Powstanie Warszawskie po raz kolejny było okazją do wspomnień i rozmyślań. To ważny dzień dla wszystkich, którzy walczyli o wolną Polskę. Nikt nie spodziewał się, że ten dzień zostanie zepsuty przez ohydne słowa księdza podczas homilii.
Powstanie Warszawskie dla wielu osób jest wyjątkową okazją do uczczenia pamięci tych, którzy ryzykowali swoje życie, aby spróbować wywalczyć wolność dla swojej ojczyzny. Ten temat pojawiał się w debatach oraz na mszach świętych, ale jedna z nich wyróżniła się w wyjątkowo negatywny sposób. Wszystko przez słowa księdza odnoszące się do środowisk LGBT.
Powstanie Warszawskie było ważnym wydarzeniem. Masz miała to je przypomnieć
Powstanie Warszawskie było tematem wielu mszy świętych w kraju. Nie inaczej było w Krakowie, gdzie arcybiskup Marek Jędraszewski odprawiał mszę świętą w Bazylice Mariackiej. Wygłosił homilię, podczas której wspominał pamiętne wydarzenia z sierpnia 1944 roku. Mówił o ofiarach rzezi na Woli oraz przypomniał, że każdy wierny jest strażnikiem pamięci o powstańcach.
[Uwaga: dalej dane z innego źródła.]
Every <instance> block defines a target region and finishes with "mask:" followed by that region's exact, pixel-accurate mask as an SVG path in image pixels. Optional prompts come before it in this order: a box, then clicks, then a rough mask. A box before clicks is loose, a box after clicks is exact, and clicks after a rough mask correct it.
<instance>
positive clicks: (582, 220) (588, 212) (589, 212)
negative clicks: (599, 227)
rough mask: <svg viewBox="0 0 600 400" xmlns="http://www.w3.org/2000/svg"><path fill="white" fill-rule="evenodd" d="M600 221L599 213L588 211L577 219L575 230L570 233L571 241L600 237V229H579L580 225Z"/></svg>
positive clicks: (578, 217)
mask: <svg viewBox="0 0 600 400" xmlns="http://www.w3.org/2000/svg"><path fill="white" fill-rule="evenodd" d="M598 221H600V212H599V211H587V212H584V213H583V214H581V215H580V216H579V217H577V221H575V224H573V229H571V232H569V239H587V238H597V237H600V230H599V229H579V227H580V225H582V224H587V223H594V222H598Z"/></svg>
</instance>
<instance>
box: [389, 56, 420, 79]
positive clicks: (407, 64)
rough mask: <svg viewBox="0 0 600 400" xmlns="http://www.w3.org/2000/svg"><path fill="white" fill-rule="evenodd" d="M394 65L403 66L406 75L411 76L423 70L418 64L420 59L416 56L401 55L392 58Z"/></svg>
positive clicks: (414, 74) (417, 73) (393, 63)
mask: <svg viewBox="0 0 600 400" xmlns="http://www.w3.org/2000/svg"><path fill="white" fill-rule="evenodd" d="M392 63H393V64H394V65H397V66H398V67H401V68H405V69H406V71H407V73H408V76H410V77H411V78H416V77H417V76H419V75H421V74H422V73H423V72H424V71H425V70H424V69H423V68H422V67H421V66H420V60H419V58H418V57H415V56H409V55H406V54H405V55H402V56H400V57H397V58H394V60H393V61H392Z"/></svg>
– Mija 75 lat od tamtych wydarzeń. Z ich mogił narodziła się młoda Polska. Czekać trzeba było bardzo długo. Najpierw do 1989 roku, do pierwszych przebłysków odzyskiwania suwerenności przez nasze państwo – mówił metropolita krakowski.
To jednak nie wszystko. Duchowny wykorzystał okazję do wygłoszenia niezwykle kontrowersyjnych myśli związanych ze środowiskami LGBT.
Arcybiskup Jędraszewski o LGBT podczas mszy
Homilia arcybiskupa nie skupiała się tylko na Powstaniu Warszawskim. Duchowny postanowił wykorzystać tę okazję do wypowiedzenia swojej opinii na temat środowisk LGBT. Zdecydował się na bardzo kontrowersyjne słowa: wspomniał „czerwoną zarazę”, która już zniknęła i nikomu nie zagraża, ale społeczeństwo męczy teraz inna – tęczowa.
– Czerwona zaraza już po naszej ziemi nie chodzi. Co wcale nie znaczy że nie ma nowej, która chce opanować nasze dusze, serca i umysły – stwierdził kapłan.
Metropolita krakowski stwierdził, że ta „zaraza” chce opanować nasze serca, dusze i umysły. Uznał, że to ideologia „marksistowska, bolszewicka, ale zrodzona z tego samego ducha – neomarksistowska”. Jak opisuje „Gazeta Wyborcza”, słowa o LGBT spotkały się z pozytywnym odbiorem zebranych w kościele osób. Mieli nagrodzić kapłana gromkimi brawami.